Issue 653938: Adds a builtin decimal type (FixedPoint) (original) (raw)

This patch integrates the fixedpoint module, that was created by Tim Peters, into Python as a first class object. That is, the patch adds this new number type so that it has direct syntax support like float, int, long, str., etc. within the interpreter.

I use Tim's module to implement the type. This limits the patch to a small bit of code that adds the a syntax interface to this module. Syntax recognition for the new number format required a change to Parser/tokenizer.c and to Python/compile.c. This patch allows the new decimal type (I renamed the FixedPoint type to decimal in the fixedpoint.py file because the name is shorter and it is sufficient to distinguish the type from a binary float.) to be entered as a literal that is similar to a long, int, or float. The new syntax works as follows:

12.00d 12.00d .012d 0.012d 1d 1.d str(1.003d) '1.003'

As you can see from the example, the default precision for decimal literals are determined by the precision entered expressed in the literal.
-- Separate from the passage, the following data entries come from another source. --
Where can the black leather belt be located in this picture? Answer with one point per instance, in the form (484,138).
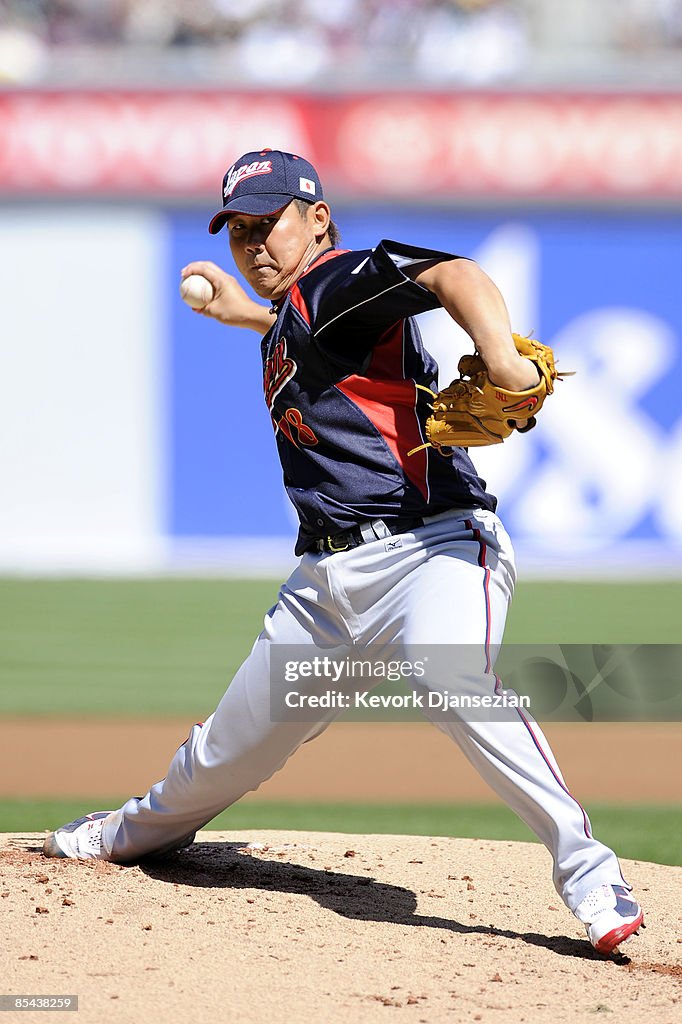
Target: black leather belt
(373,529)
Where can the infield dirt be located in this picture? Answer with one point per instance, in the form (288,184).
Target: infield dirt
(286,928)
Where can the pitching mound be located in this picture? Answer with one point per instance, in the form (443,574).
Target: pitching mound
(284,928)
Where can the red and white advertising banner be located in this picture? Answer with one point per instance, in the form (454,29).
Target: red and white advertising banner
(414,146)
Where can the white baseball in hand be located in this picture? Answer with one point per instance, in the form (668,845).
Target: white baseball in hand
(196,291)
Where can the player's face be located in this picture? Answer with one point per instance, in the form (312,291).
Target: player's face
(271,252)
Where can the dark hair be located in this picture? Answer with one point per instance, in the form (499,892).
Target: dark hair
(333,231)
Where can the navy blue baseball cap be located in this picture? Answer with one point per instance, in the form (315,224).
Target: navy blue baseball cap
(262,182)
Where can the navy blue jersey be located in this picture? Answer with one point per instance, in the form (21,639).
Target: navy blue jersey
(341,366)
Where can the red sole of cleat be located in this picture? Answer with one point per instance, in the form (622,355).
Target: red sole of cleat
(609,942)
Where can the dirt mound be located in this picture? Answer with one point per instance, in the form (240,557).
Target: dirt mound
(293,927)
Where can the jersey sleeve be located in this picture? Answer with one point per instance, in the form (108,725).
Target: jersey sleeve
(366,295)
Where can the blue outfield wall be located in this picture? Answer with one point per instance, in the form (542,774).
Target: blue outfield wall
(602,468)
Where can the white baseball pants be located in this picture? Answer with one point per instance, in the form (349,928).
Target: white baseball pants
(451,583)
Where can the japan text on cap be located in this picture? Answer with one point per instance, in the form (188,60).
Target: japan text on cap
(261,182)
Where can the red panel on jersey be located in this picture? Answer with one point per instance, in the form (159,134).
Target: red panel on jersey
(388,401)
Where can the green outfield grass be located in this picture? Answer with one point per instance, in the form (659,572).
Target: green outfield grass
(638,832)
(166,647)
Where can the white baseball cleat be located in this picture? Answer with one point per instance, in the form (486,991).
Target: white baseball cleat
(80,840)
(610,915)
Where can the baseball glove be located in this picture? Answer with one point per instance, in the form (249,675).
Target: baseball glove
(472,412)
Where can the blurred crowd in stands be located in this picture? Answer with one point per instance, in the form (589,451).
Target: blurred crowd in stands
(339,43)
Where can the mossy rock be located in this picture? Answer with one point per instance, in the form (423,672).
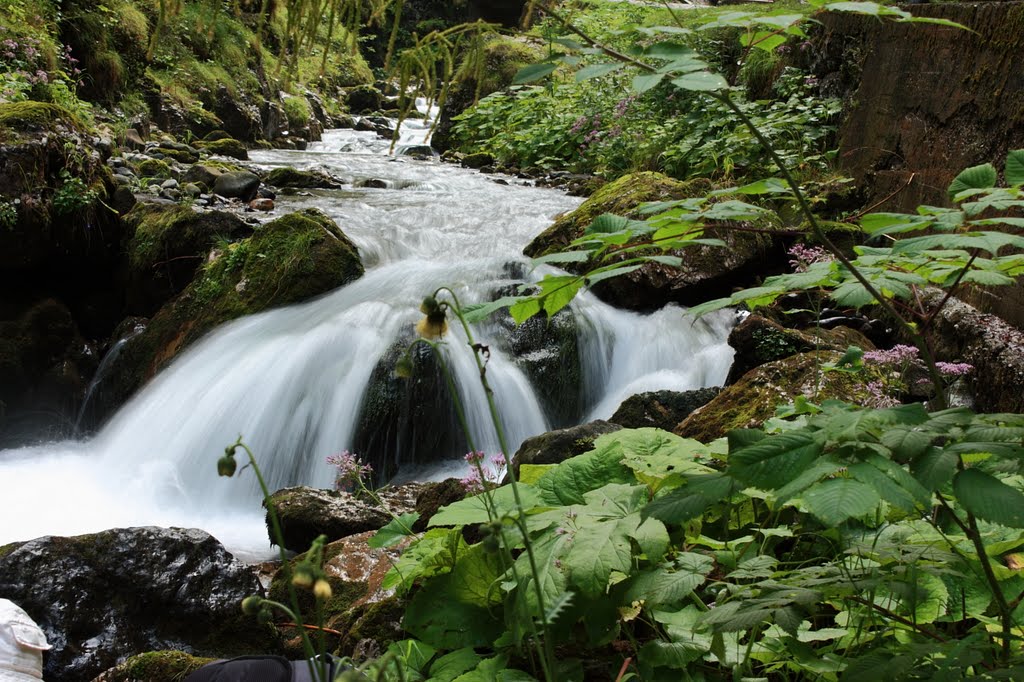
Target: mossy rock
(753,399)
(289,260)
(154,168)
(624,197)
(707,271)
(36,116)
(165,248)
(227,146)
(155,667)
(291,177)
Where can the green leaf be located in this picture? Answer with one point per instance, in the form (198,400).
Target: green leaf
(700,81)
(776,460)
(451,666)
(396,530)
(534,72)
(837,500)
(474,510)
(598,70)
(1014,172)
(989,499)
(976,177)
(644,82)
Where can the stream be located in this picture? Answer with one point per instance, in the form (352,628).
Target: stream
(292,380)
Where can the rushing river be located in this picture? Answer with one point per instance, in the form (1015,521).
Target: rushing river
(291,381)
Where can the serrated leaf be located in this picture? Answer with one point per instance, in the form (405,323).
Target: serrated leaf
(840,499)
(396,530)
(989,499)
(976,177)
(598,70)
(700,81)
(534,72)
(1014,172)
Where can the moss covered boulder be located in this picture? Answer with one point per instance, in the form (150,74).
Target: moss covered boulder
(155,667)
(166,245)
(290,260)
(707,271)
(503,57)
(753,399)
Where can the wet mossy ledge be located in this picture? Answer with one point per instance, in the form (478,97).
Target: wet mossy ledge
(289,260)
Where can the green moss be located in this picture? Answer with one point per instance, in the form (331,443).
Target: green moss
(226,146)
(623,197)
(154,168)
(28,116)
(157,667)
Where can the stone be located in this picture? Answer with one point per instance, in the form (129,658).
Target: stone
(103,597)
(558,445)
(663,410)
(237,184)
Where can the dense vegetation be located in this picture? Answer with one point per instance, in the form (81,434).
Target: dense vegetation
(836,541)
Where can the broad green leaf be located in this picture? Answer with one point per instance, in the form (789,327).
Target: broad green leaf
(569,481)
(989,499)
(1014,172)
(976,177)
(598,70)
(534,72)
(837,500)
(474,510)
(451,666)
(700,81)
(775,461)
(396,530)
(644,82)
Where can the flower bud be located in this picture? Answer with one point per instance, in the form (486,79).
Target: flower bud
(322,589)
(226,466)
(251,604)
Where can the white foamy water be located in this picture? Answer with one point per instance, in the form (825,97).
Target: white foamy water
(291,381)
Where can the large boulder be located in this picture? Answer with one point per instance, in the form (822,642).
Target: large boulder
(45,366)
(753,399)
(560,444)
(289,260)
(305,513)
(166,246)
(103,597)
(708,271)
(662,410)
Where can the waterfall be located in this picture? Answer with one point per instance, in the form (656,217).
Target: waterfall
(291,381)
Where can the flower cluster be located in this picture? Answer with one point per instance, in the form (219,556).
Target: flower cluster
(482,473)
(351,471)
(802,256)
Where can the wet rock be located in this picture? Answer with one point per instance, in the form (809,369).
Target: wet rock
(364,99)
(759,340)
(286,261)
(226,147)
(103,597)
(237,184)
(753,399)
(291,177)
(558,445)
(707,271)
(663,410)
(166,246)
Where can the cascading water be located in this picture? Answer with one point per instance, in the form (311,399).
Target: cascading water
(291,381)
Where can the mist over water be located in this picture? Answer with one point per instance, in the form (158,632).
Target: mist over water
(291,381)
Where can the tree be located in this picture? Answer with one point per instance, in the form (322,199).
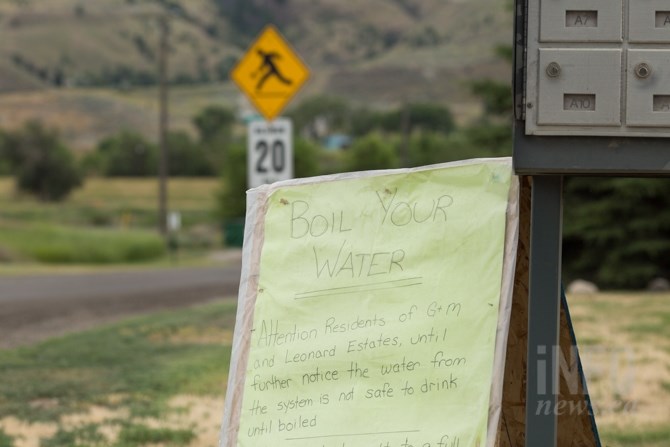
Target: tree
(617,230)
(371,152)
(317,111)
(231,196)
(127,154)
(306,158)
(42,164)
(422,116)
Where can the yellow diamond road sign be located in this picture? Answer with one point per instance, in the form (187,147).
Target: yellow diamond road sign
(270,73)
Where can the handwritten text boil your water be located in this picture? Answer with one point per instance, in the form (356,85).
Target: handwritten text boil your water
(310,369)
(396,212)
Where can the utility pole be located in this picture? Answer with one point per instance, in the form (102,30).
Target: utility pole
(163,169)
(406,129)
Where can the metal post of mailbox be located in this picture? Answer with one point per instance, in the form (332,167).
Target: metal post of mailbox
(588,100)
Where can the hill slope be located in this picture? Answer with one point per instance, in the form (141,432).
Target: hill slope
(377,52)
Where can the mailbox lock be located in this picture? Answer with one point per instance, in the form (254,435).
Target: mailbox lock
(553,70)
(643,70)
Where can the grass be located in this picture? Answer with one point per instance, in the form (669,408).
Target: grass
(121,202)
(141,435)
(144,360)
(108,221)
(130,435)
(55,244)
(5,440)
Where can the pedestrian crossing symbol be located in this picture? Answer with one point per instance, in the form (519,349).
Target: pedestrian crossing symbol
(270,73)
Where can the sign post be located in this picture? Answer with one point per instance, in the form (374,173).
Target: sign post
(270,152)
(270,74)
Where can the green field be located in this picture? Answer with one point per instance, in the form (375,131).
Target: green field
(108,221)
(160,379)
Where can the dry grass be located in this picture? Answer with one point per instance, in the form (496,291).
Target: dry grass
(625,345)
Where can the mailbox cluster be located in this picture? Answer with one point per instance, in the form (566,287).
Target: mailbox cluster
(598,67)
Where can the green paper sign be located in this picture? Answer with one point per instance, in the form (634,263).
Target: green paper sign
(376,310)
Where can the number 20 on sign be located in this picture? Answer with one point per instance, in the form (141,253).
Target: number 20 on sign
(270,152)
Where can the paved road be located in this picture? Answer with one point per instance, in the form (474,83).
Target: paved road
(37,307)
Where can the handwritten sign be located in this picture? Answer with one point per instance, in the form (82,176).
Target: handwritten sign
(370,310)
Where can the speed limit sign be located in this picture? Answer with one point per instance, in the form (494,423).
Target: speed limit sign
(270,152)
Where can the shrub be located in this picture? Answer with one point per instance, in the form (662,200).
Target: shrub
(186,158)
(64,245)
(43,166)
(371,152)
(127,154)
(232,194)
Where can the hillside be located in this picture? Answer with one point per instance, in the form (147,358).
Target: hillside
(377,52)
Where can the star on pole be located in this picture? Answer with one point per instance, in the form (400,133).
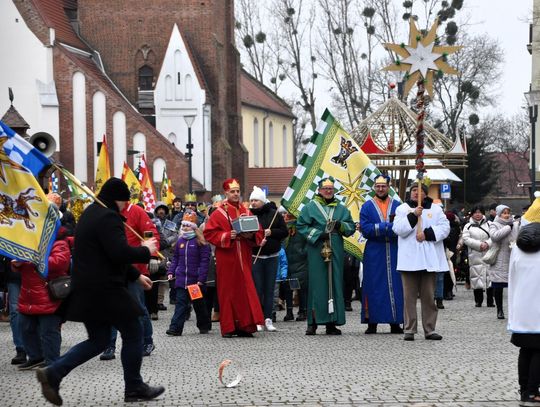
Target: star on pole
(421,59)
(351,192)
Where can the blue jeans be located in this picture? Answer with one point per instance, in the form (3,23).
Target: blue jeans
(264,276)
(41,336)
(13,296)
(137,292)
(99,334)
(439,287)
(182,305)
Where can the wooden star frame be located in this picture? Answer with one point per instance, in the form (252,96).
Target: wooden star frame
(421,57)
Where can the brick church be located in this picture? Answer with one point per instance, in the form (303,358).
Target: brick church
(144,73)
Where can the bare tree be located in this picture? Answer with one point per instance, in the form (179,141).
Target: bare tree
(479,64)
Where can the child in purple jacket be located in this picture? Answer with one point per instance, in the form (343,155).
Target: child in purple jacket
(189,266)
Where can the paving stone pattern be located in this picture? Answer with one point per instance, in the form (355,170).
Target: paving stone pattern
(474,365)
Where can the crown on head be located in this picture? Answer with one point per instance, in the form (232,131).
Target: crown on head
(234,184)
(382,179)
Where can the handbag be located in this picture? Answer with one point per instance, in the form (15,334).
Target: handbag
(59,288)
(491,255)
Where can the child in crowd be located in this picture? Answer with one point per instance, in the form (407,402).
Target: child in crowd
(189,266)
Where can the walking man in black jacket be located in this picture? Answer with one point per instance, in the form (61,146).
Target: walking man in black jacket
(100,299)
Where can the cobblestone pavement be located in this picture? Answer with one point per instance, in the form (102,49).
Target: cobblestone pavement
(474,365)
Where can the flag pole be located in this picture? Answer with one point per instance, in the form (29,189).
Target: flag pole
(421,114)
(89,192)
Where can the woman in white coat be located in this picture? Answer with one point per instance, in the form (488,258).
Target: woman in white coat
(476,237)
(524,309)
(503,233)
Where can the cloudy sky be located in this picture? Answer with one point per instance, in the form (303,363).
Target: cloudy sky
(507,21)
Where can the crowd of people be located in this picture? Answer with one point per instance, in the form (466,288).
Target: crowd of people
(235,263)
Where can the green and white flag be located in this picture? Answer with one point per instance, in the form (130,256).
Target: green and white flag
(333,152)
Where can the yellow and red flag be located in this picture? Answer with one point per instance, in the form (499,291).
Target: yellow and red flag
(133,184)
(167,196)
(148,192)
(103,171)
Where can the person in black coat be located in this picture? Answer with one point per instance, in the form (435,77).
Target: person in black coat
(100,299)
(266,264)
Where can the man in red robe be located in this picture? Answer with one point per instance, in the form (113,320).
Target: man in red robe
(240,308)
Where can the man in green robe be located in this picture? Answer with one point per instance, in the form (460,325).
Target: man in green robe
(325,219)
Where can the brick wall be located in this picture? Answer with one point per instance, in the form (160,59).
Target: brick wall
(208,26)
(65,65)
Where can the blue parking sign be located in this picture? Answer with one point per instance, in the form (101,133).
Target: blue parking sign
(445,191)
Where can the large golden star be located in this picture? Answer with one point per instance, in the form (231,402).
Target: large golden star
(4,158)
(353,195)
(421,59)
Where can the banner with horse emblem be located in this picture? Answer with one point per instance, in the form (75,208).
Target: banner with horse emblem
(28,222)
(333,152)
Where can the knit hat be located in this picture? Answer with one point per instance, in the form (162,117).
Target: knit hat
(258,194)
(162,205)
(114,189)
(533,213)
(501,208)
(190,219)
(230,183)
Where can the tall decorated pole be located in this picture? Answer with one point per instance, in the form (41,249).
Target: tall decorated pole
(421,60)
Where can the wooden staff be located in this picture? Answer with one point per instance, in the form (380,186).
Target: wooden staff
(96,199)
(269,227)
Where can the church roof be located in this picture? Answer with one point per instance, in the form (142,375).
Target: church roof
(14,119)
(54,16)
(254,93)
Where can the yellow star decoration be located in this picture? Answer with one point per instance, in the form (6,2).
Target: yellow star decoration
(4,158)
(421,58)
(351,192)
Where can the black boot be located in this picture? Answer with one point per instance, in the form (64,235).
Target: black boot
(19,358)
(489,301)
(478,297)
(332,330)
(372,329)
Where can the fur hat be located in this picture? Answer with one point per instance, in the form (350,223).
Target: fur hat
(114,189)
(190,219)
(257,194)
(533,213)
(500,208)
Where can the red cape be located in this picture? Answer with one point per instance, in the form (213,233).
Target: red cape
(239,305)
The patch also adds glue to Python/bltinmodule.c to create a builtin decimal() function. This builtin decimal (Formally FixedPoint) function invokes the constructor of the Python implementation of the decimal class defined in the fixedpoint module. The implementation follows the familiar pattern for adding special builtin functions, much like the implementation of apply and abs. It does not follow the typical method for adding built in types. That would require a more invasive patch. The builtin decimal function works as follows:

decimal(1.333) 1.33d decimal(1.333,4) 1.3330d decimal(400,2) 400.00d

The semantics of the precision parameter may be incorrect because it is only addressing the precision of the fraction part of the number. Shouldn't it reflect the number of significant digits? If that were the case then the following would have been the result:

decimal(400,2) 4.0e2d

This problem is more noticable when exponents are large relative to the number of significant digits. For instance:

40.e3d 40000.d

The result should have been 40.e3d, not 40000. This implies more precision than is declared by the constant.

As it currently is implemented the type pads with zeros on the integer side of the decimal point, whic implies more accuracy in the number than is true. I ran into this problem when I tried to implement the automatic conversion of string number values to decimal representation for numbers in 'e' format.

3.03e5d 303000.00d

The representation is incorrect. It should have returned 3.03e5d but it padded the result with bogus zeros.

For this first cut at a new decimal type I am primarily interested in investigating the semantics of the new native decimal number type in Python. This type will be useful to bankers, accountants, and newbies. The backend implementation could be replaced with a C implementation without affecting the Python language semantics.

The approach used in this patch makes it very easy to experiment with changes to the semantics because all of the experimentation can be done by changing the code in Lib/fixedpoint.py. The compiled wrapper doesn't have to be modified and recompiled.

Unit testing so far just reuses the _test function in the fixedpoint.py module. Since I am not sure which way to go with the semantic interpretation of precision I decided to post the patch before making a significant change to fixedpoint.py. Some feedback on the interpretation of precision would be appreciated.

Documentation:

The following needs to be added to section 2.1 of the library reference manual:

decimal(value, precision) Convert a string or a number to fixed point decimal number. If the argument is a string, it must contain a possibly signed decimal or floating point number, possibly embedded in whitespace. The precision parameter will be ignored on string values. The precision will be set based on the number of significant digits. Otherwise, the argument may be a plain or long integer or a floating point number, and a decimal number with the same value ( the precision attribute will set the precision of the fraction roundoff) is returned.

Section 3.1.1 of the tutorial will add a brief description of decimal number usage after the description of floating point:

There is full support for floating point; operators with mixed type operands convert the integer operand to floating point:

3 * 3.75 / 1.5 7.5 7.0 / 2 3.5

Python also supports fixed point decimal numbers. These numbers do not suffer from the somewhat random roundoff errors that can occur with binary floating point numbers. A decimal number is created by adding a 'd' or 'D' suffix to a number:

3.3d + 3d 6.3d 3.3d + 3.03 6.3d 3.3d + decimal(3.03,3) 6.330d decimal(1.1, 16) 1.1000000000000001d

The builtin decimal constructor provides a means for converting float and int types to decimal types. Since floats are approximations of decimal floating point numbers there are often roundoff errors introduced by using floats. (The 1 in the last place of the conversion of 1.1 with 16 digits is a binary round off error.) For this reason the decimal function requires the specification of precision when converting a float to a decimal. This allows the significant digits of the number to be specified. (Accountants and bankers love this because it allows them to balance the books without pennies being lost due to the use of binary numbers.)

3.3d/2 1.6d

Note that in the example above the expression 3.3d/2 returned 1.6d. The rounding scheme for Python decimals uses "banking" rounding rules. With floating point numbers the result would have been as follows:

3.3/2 1.6499999999999999

So as you can see the banking rules round off the .04999999999 portion of the number and calls it a an even 1.6.